As introvert, I already enjoyed my own company before moving to the city. I feel like to a certain extent that being an introvert made it a little easier for me to adjust to life in the city because I did not need people around me as often. In a way, moving actually helped me realize to what extent I did need others around because at times, when I was alone, I was lonely even though there were thousands of people around me physically. The author is right that "alone" does not necessarily mean "lonely" but moving to a city by yourself can be extremely lonely too.
"You'll realize you have the ability to conquer your fears"
This is completely true. Even the act of moving on your own is scary, but it is possible. For example, I do not like fire at all. However, my apartment has a gas stove and oven. I had to face my fear of fire if I wanted to cook anything that I could not use a microwave for.
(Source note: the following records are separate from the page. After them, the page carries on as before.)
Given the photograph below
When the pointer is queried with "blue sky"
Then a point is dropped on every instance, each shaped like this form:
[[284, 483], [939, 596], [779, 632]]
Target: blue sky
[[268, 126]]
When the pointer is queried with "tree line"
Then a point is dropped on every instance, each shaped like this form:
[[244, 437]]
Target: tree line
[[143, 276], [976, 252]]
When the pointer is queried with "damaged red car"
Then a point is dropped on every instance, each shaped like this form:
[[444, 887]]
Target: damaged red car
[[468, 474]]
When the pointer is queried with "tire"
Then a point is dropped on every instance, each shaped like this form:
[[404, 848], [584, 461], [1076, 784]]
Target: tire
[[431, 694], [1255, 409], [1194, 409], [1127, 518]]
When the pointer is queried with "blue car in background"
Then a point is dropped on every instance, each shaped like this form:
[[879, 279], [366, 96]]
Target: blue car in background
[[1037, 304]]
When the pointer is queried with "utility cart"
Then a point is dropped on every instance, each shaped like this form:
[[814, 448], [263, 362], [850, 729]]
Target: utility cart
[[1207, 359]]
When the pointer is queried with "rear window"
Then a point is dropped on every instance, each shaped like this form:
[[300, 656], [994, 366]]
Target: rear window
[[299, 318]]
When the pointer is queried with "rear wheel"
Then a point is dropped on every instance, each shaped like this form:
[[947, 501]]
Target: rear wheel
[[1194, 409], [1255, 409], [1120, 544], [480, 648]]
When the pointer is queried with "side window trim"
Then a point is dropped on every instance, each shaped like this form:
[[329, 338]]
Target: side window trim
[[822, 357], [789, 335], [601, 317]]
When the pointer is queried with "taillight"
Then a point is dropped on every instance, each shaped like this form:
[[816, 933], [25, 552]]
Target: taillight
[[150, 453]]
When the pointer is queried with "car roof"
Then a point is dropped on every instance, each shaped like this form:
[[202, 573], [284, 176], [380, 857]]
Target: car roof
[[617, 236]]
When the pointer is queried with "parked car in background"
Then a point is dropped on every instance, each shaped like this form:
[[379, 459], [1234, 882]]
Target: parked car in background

While I still do not like fire, I am not nearly as scared of my stove and oven as when I first moved in. This is just one example. Yes, I probably could have gotten over my fear of fire at home another way, but there are so many ways that you can conquer fears by being on your own and taking on a new place.
"You'll find absence makes the heart grow fonder"
This is indeed that case. When I went home in October, I found that I cherished my time with my family and friends much more because my time there was so limited. While I can stay in touch with them via phone calls, texts, Skype, Facebook, and Snapchat, there is nothing like getting to spent time with loved ones in person. Being away, in a way, has strengthened a number of my relationships with people at home. I only hope that my loved ones at home feel the same way.
"You'll grow and develop as a person"
Though I have only been living in New York City a few months, I already know that it is having an impact on me. This relates to a fear I had before moving to New York City. I still wanted to be me. I did not want the city to change me. While I recognize that change will be natural from being in school and living here, but I still wanted to be me. Even if I never call New York City home, there will be no denying that living in the city will have shaped me in to the person I become.
It may seem like I am quite critical of the idea of moving to a city where you do not know a single soul, that is not exactly the case. Though I am still trying to decide how I feel about living in the city, I would not trade my experience of moving here. Coming to school here was what I wanted, in part to have an opportunity to experience a city, not necessarily living in a city where I did not know any one, but simply the experience of life in a city.
So, if you want to move to a new city where no one knows you, do it! It is a scary, yet exciting learning experience. The most important thing is to be yourself wherever you are.